Do you see anything looking like a module for smartcard?

----------

## P.Kosunen

 *charles17 wrote:*   

> 
> 
> SCardEstablishContext: Service not available.
> 
> 

 

https://wiki.archlinux.org/index.php/Common_Access_Card

Need to start pcscd service before scan?

----------

## charles17

 *P.Kosunen wrote:*   

> Need to start pcscd service before scan?

 

Good catch.  Did so and then it started waiting forever  :Sad: 

BTW: Device info from the manufacturer's support site:

 * http://www.dell.com/support/home/en/us/dedhs1/product-support/servicetag/cyrtry1/configuration?os=wt64a&dcp=dndtag wrote:*   

> 214-10489 : Palmrest : Fingerprint Reader and Smart Card Reader (Contact and Contactless) Palmrest (Dual Pointing KB)

 Which takes me back to the https://blog.g3rt.nl/enable-dell-nfc-contactless-reader.html article mentioned by DONAHUE.

----------

## bunder

FWIW, I couldn't get these to work on my e6510 either, in win7 or on linux.  I think they're just busted.   :Laughing: 

----------

## P.Kosunen

https://ridrix.wordpress.com/2009/10/13/how-to-enable-pcsc-support-for-dell-contactless-reader/

 *Quote:*   

> Out of the box, this reader is not PC/SC enabled.
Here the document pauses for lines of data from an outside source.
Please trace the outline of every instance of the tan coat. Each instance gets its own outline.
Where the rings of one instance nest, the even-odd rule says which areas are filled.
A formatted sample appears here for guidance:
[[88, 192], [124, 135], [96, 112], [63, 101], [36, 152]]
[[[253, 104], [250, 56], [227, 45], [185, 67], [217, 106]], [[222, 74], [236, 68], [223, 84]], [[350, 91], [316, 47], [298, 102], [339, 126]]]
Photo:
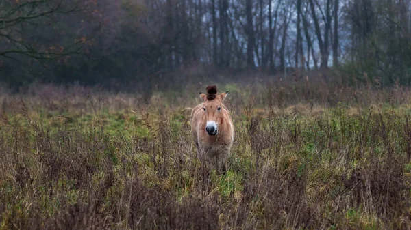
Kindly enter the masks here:
[[191, 134], [201, 164], [210, 164], [217, 172], [227, 170], [227, 162], [234, 141], [234, 126], [231, 115], [223, 101], [228, 92], [216, 94], [191, 111]]

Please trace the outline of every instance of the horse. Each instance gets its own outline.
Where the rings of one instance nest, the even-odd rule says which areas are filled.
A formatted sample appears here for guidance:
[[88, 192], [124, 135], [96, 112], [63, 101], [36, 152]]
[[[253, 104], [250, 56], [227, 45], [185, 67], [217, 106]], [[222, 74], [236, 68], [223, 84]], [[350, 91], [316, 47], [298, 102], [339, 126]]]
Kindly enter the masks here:
[[228, 91], [217, 94], [210, 85], [207, 94], [200, 92], [203, 102], [191, 111], [191, 134], [202, 165], [210, 164], [217, 173], [227, 171], [227, 162], [234, 141], [234, 126], [223, 104]]

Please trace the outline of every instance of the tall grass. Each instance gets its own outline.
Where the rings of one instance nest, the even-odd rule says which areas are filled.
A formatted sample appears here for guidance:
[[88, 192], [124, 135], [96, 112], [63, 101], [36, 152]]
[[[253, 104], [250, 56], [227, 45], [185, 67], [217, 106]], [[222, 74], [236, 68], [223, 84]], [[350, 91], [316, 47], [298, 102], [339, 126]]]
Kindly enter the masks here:
[[225, 175], [196, 159], [202, 86], [3, 92], [0, 229], [410, 229], [409, 89], [264, 85], [219, 85]]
The contactless reader is only available through the CV chipset (Dell Credentials Vault), meaning that it will only work in PBA (Pre Boot Authentication), and when enrolling a contactless card through the Dell supported software (EmbassySuite/ControlPoint).

 

https://bibuweb.de/enable-rfid-reader-on-dell-laptops/

 *Quote:*   

> For using the contactless reader in your own applications you have to disable the “CV Only Radio Mode”.

 

----------

## charles17

Thanks for these links.

----------